Drivers are being warned they could face an “additional charge” with less than a year until the changes would be due to take place.

From next year, electric vehicle (EV) owners will be subject to Vehicle Excise Duty (VED), with taxes based on their cars’ emissions output.

Greg Wilson, founder and CEO of Quotezone.co.uk, said: “Any current EV driver, or motorist who is planning on purchasing a zero-emissions vehicle must ensure they are aware of the upcoming additional charges they will face.”

He added: “Currently EVs are exempt from paying VED but drivers now have less than a year to prepare for the new charges which will be coming into place from April 1, 2025.”

Wilson further stated: “These road tax charges will be affecting all current and future electric vehicle drivers.

“It’s important for anyone planning to buy a zero-emissions car to know what they will be expected to pay in less than a year’s time and factor these changes into their decision-making process.” 

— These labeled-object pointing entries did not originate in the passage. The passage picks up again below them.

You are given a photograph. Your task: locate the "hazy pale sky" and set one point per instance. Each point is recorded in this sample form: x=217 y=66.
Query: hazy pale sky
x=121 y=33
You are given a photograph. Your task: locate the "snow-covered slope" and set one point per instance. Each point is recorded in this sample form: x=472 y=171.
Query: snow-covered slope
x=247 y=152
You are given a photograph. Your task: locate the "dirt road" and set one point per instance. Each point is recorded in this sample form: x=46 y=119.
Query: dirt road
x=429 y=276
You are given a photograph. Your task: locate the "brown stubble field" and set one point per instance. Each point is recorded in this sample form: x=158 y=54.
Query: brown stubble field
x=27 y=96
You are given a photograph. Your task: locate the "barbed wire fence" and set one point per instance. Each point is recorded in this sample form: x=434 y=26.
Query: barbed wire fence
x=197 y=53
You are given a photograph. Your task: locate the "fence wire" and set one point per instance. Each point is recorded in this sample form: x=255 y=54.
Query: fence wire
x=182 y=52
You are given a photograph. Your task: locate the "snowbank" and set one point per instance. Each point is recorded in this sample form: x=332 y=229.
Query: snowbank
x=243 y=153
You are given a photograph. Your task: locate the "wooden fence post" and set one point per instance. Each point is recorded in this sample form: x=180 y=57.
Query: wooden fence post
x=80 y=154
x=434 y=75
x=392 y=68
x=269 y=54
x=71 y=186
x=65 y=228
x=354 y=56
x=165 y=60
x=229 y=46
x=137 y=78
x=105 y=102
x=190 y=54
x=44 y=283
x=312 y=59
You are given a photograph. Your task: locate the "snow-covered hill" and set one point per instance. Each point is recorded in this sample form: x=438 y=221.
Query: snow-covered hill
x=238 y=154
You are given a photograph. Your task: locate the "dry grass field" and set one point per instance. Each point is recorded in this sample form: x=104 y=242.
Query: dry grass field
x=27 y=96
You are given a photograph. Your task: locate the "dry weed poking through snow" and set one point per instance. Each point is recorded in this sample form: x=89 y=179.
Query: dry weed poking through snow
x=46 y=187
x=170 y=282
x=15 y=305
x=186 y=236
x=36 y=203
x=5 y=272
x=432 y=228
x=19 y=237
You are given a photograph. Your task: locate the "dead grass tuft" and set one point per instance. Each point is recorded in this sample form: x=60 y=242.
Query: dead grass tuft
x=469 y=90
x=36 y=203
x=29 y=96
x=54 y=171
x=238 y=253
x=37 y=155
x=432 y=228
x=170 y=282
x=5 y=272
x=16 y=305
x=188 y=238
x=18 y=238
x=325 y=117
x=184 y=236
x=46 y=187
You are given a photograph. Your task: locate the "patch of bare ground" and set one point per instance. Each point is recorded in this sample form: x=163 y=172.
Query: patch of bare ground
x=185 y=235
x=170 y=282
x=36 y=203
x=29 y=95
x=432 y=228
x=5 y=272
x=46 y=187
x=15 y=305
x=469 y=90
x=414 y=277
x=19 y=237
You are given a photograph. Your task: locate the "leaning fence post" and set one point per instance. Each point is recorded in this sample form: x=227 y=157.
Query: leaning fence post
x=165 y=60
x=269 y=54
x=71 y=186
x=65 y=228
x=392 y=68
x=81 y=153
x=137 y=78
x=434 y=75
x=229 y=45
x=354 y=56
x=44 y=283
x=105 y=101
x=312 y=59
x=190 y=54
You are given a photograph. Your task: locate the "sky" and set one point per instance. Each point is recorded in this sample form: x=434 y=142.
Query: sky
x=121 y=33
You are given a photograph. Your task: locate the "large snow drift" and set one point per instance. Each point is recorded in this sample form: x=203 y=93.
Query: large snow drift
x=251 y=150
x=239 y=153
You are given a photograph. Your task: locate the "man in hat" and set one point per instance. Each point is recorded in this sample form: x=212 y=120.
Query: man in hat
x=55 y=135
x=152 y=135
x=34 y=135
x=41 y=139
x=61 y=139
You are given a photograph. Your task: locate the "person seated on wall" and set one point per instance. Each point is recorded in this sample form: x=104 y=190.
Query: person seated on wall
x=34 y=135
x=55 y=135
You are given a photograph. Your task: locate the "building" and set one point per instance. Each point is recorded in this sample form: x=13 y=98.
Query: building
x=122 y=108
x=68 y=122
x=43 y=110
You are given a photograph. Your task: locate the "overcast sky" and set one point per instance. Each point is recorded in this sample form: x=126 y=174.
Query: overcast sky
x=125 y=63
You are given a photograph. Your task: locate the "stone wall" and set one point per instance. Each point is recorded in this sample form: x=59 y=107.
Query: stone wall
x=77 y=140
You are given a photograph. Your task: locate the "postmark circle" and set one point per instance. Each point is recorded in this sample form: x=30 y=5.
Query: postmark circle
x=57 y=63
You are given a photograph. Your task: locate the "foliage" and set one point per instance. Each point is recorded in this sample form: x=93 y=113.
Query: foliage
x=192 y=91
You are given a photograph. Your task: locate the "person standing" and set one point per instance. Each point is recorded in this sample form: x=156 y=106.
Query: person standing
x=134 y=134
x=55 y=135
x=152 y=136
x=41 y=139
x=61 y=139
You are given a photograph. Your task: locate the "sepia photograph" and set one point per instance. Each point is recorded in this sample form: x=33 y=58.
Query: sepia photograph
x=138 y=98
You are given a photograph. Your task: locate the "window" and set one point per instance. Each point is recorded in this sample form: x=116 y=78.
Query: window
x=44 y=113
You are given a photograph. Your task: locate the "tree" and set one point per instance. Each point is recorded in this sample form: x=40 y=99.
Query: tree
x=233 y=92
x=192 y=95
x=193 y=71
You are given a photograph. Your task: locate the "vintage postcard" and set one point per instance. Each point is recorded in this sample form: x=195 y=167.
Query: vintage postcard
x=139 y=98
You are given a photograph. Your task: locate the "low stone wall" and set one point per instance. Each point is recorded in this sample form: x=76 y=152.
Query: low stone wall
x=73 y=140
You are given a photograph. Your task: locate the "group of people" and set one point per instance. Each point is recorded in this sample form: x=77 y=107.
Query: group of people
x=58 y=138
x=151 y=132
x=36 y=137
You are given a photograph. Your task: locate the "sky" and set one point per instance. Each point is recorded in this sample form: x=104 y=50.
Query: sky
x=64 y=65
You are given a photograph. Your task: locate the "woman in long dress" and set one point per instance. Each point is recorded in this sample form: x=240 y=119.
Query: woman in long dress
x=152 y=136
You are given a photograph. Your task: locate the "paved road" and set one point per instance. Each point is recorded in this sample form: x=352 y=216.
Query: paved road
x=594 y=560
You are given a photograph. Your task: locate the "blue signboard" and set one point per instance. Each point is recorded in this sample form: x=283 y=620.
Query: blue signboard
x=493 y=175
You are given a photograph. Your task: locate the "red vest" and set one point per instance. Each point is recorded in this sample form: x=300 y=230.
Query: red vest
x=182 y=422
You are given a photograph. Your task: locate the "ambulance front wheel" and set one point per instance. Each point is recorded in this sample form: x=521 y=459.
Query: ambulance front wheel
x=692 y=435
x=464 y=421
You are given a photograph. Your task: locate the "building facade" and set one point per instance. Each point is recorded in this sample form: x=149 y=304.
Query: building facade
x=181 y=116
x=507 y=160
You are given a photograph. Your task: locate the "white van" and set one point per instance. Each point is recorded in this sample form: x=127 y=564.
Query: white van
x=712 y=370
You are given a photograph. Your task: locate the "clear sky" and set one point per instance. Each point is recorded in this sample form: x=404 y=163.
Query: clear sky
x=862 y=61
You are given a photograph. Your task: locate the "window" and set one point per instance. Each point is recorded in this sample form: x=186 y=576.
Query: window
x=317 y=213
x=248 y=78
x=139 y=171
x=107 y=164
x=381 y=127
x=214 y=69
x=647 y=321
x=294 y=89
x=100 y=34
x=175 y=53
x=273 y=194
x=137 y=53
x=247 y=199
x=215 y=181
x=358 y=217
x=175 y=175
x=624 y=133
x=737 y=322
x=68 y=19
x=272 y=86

Andy Wood from Tax Natives explained that anyone planning to buy a zero-emissions car should be aware of what they will be expected to pay in less than a year’s time and factor these changes into their decision-making process.

He also highlighted how the “structured approach” to taxes aims to foster sustainability and fairness by ensuring that all vehicle owners pay their equal contribution, reports Birmingham Live.

He said: “The tax system encourages responsible vehicle ownership by imposing additional charges on higher-value vehicles and aligns with broader environmental objectives.”

In a previous statement, the Department for Transport said: “Removing the VED exemption from April 2025 will marginally reduce the incentive to switch to electric vehicles, but the impact should be minimal given the marginal cost of VED compared to the overall cost of a vehicle.”

In a further response made ahead of the plans to cut petrol and diesel use in 2035, they declared: “The government has also announced the continuation of incentives for electric vehicles through company car tax, which will likely continue to be effective in incentivising EV take up, and investment in chargepoint infrastructure.”